Smart extraction / interpolation of points from large dfsu

Question

Smart extraction / interpolation of points from large dfsu

Hendrik1987 opened this issue 2 years ago · 4 comments

Hendrik1987 commented 2 years ago

I still struggle to extract data from larger-then-memory .dfsu files.

Or maybe I am just not aware of the newest way to do this in mikeio?

What I have tried / done so far:

read only first timestep of .dfsu
identify n nearest elements
read all data only for the identified elements

dfs = mikeio.open(fn)
mds0 = dfs.read(time=0)
elements = mds0.geometry.find_nearest_elements(x=pts.x, y=pts.y, n_nearest=3)
elements_load = np.unique(elements)
mds = dfs.read(elements=elements_load)
mds[0].plot()

loop over the query points and interpolate from n nearest elements:

mdsi =  [mds.interp(x=x, y=y, n_nearest=3) for x, y in zip(pts.x, pts.y)]

What I think could be enhanced:

Make this (or a better) workflow easily available, maybe via mikeio.read(x, y, n_nearest = 3) or dfs.extract_stations() as sister to dfs.extract_track()?
Is there a way to then concat the mikeio.Datasets in the list mdsi, maybe resulting in a GeometryPoint2DCollection geometry?
How do I write the extracted points to .dfs, while maintain geometry information?

Possibly related to fmskill enhancement

Here I also struggle to extract from large .dfsu model results. Maybe some of the same logic applies here?
ModelResult should be able to mikeio.Dataset/DataArray (DHI/modelskill#132)

Answer 1 · 2022-11-23T14:14:49.000Z

No, and I'm not sure it is a good idea to create such a geometry, since the existing geometries Grid1D, Grid2D, Grid3D, GeometryFM, GeometryFM3D, corresponds to different types of dfs files. I don't think we have an appropriate file format for a GeometryPoint2DCollection.
It is possible to store the location for each item in a Dfs0 file (see mikecore example), but it is still not as flexible as a NetCDF, where you could have two dimensions (station, time) since there is no way of storing the name of the station other than in the name of the item e.g. "Buoy 2: Sign. Wave Height" or other station specific metadata.

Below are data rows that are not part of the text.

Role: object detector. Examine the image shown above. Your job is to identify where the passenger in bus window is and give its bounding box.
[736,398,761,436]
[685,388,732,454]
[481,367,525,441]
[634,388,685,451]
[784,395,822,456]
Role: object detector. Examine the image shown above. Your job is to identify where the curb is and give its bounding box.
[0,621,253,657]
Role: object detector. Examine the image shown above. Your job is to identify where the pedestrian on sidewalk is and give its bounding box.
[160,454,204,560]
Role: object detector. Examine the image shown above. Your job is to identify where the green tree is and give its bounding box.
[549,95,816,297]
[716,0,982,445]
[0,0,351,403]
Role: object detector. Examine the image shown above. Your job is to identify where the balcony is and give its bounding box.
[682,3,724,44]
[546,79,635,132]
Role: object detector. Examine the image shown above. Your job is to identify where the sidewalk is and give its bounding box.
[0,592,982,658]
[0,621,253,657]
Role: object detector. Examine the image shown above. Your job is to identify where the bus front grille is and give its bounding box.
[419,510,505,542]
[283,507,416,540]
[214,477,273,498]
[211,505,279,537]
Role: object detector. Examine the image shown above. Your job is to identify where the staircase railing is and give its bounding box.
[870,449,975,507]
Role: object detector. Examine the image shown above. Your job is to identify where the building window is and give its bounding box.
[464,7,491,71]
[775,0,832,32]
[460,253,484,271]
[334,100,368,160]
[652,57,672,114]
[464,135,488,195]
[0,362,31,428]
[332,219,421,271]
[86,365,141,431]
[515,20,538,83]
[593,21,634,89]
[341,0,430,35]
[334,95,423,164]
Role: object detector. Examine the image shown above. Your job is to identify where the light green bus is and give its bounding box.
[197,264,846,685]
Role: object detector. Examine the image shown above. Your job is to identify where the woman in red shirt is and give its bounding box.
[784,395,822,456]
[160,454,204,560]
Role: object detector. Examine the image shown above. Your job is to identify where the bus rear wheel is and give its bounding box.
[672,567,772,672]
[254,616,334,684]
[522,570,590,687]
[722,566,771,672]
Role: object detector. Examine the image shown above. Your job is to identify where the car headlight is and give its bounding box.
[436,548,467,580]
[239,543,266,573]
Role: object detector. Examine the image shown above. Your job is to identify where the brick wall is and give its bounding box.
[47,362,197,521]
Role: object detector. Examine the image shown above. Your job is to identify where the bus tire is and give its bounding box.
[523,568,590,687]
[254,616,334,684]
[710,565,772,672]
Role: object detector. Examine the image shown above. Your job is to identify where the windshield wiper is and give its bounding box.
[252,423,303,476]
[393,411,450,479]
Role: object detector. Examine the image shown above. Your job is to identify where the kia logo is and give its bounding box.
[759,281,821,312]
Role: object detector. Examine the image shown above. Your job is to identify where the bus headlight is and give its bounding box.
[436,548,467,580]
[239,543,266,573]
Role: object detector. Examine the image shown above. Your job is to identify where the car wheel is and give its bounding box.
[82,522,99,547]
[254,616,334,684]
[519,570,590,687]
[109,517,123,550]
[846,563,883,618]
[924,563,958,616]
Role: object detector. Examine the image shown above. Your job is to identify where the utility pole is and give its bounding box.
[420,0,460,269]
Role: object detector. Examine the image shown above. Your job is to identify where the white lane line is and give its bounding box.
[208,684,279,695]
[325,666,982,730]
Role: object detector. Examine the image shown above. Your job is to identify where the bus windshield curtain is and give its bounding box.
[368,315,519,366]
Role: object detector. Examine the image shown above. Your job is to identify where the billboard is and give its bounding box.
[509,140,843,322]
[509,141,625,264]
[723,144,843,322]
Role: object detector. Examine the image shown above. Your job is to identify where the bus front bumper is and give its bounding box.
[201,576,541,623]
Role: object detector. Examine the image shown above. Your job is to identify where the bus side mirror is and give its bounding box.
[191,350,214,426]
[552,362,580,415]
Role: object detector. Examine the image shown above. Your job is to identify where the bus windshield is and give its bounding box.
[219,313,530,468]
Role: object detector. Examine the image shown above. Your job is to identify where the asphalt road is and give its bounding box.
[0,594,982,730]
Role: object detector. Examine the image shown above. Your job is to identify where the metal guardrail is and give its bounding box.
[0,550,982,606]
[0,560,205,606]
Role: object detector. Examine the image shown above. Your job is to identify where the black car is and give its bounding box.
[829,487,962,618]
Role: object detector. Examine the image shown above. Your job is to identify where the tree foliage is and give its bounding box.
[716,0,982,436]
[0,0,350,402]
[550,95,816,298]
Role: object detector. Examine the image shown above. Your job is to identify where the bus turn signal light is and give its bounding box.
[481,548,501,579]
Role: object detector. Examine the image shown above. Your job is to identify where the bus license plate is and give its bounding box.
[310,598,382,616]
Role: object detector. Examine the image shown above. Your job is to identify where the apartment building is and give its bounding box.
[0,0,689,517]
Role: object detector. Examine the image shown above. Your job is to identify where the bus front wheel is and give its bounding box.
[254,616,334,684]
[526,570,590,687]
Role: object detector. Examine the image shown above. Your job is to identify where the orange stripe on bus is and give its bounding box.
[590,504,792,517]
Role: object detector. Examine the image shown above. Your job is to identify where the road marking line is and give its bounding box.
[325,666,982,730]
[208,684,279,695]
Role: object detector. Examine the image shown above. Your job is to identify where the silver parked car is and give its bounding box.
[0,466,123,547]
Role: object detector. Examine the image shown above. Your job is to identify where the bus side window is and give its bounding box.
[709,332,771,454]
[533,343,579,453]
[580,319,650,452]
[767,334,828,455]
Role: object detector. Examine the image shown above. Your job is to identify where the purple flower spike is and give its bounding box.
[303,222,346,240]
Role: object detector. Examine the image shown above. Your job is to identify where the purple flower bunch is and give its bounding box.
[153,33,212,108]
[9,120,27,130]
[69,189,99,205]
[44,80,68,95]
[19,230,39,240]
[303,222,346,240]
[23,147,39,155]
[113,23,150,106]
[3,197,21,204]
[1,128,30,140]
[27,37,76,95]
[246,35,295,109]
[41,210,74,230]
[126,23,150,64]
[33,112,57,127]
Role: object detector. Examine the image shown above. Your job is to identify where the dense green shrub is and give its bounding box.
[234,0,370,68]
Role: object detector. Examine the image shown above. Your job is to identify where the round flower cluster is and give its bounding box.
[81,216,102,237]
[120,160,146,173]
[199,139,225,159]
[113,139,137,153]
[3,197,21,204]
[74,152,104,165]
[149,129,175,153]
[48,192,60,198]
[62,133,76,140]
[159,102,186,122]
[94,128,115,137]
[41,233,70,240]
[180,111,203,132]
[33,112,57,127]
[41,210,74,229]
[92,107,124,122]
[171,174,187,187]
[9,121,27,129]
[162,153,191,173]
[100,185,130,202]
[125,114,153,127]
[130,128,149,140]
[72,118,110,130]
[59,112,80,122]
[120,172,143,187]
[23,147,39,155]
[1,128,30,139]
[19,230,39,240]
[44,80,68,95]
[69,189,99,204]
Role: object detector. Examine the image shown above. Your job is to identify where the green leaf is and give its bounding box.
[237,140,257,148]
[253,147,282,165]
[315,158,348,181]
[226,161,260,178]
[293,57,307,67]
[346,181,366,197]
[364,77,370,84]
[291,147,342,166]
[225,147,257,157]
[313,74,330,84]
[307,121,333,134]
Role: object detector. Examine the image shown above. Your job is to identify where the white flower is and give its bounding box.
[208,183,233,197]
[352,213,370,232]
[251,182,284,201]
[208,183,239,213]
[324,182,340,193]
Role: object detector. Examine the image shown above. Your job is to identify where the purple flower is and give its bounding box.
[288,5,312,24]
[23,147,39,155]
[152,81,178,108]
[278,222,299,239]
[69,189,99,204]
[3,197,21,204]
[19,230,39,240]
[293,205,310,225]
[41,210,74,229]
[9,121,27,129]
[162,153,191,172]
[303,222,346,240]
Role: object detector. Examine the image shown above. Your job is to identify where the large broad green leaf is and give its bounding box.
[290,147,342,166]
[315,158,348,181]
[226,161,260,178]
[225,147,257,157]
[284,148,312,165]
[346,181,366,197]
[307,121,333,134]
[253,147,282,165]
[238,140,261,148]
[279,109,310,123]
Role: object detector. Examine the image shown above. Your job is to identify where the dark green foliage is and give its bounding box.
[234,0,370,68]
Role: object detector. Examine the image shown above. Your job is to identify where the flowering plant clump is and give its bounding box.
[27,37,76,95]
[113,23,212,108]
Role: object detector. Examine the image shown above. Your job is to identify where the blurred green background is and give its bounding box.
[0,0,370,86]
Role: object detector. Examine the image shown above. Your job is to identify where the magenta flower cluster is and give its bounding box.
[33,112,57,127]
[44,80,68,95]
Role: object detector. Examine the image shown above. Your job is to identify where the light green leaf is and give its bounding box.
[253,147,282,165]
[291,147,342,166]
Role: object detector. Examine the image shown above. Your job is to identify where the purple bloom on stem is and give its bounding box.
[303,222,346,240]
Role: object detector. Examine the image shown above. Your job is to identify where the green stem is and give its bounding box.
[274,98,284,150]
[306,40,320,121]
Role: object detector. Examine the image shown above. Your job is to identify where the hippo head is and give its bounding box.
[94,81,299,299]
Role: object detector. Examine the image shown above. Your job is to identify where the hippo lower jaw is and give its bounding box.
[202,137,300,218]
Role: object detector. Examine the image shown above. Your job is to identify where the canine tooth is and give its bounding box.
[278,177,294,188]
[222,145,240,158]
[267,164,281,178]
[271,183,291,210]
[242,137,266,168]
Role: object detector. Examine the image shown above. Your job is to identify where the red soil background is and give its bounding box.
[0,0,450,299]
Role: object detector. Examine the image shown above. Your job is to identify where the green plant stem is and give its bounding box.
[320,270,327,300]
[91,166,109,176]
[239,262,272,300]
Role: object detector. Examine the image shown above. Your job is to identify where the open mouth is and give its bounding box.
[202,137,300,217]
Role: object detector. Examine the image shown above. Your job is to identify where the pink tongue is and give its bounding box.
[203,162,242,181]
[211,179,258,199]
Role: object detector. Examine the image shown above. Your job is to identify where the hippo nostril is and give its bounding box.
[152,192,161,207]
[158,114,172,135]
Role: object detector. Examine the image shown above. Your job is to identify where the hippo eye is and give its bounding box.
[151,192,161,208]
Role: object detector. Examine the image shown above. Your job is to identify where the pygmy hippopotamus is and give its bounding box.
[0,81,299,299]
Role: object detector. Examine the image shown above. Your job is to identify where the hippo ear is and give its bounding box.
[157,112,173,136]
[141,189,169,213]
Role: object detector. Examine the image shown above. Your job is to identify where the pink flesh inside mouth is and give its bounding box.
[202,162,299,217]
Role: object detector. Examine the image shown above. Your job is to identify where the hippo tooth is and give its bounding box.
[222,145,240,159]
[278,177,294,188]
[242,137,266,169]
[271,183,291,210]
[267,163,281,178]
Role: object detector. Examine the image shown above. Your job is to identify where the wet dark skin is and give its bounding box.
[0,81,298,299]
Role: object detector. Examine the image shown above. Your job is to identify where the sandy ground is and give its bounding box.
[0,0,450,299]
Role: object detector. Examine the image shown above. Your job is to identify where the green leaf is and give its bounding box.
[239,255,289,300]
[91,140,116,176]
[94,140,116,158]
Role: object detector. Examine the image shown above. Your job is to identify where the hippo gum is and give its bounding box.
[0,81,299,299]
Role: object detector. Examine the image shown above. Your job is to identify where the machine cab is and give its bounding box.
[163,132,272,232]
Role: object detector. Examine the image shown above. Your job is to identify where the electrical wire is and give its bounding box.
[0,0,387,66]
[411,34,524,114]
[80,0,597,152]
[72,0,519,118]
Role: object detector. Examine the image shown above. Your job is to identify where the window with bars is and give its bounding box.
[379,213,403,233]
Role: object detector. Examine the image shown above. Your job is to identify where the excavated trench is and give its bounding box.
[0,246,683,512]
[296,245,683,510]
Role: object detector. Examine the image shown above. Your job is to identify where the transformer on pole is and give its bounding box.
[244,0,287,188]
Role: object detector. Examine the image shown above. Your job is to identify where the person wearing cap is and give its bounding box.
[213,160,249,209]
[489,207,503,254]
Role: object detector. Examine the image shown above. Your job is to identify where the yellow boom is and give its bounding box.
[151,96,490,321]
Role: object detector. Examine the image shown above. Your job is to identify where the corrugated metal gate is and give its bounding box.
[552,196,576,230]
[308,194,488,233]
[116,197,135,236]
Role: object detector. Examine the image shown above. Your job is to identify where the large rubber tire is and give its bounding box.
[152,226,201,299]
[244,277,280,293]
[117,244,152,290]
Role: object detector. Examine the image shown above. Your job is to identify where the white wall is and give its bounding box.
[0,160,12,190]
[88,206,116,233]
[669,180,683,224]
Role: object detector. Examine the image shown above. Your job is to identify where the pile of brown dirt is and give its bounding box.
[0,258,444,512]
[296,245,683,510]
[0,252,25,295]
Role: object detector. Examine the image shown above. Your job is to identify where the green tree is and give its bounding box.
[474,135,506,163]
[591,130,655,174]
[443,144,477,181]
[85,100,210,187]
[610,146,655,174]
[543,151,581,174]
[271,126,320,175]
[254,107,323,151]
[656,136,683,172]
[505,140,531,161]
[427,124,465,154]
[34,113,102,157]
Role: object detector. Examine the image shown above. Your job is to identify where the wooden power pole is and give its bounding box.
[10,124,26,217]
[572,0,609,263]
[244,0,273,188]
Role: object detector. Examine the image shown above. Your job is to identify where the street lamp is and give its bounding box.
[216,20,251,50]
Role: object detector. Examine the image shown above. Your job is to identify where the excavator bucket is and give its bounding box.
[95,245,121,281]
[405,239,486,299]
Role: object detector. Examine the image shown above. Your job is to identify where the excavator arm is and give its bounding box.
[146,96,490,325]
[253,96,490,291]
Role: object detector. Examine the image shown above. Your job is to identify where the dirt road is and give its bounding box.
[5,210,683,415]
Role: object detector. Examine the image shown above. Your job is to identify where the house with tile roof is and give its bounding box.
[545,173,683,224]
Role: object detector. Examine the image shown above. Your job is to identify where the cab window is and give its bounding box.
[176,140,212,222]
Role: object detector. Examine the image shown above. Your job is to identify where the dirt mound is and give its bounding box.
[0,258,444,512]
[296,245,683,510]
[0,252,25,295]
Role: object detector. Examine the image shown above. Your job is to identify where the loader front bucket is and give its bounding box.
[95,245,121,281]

Answer 2 · 2022-11-23T14:25:05.000Z

And what about this point... ? :-)
I see and understand the motivation.
Yes, the "Meta_data: Parameter" is also the work around used when outputting .dfs0 directly from the MIKE model. I don't think it is a nice solution and maybe the .nc or the .dfs0 + .json or similar is the better choice.
However, at the moment the GeometryPoint2D coordinates seem to be lost on .to_xarray(). So also after conversion I can currently not easily concat the xarray.DataSets.

Answer 3 · 2022-11-24T06:04:01.000Z

3, See PR #483 should take you one step closer to being able to concatenate data

Answer 4 · 2022-11-24T09:48:46.000Z

Thanks, that is a fix for 3, @ecomodeller

Taking a step back here, what I generally try to achieve is an interpolation along a new dimension. To do the same on a structured NetCDF file I would use this xarray equivalent.

In my special case I have a list of x, y coordinates and my new dimension would be points. And all the steps above are only my current solution, also handling a larger-than-memory dfsu file.

I understand the motivation to keep geometry types and .dfs files aligned.

Is the conclusion then to work on a dfsu.extract_points((x, y), n_nearest) -> xr.Dataset, where (x, y) can be a list or array of coordinates? (or maybe a df, allowing to specify further coordinates such as station_name)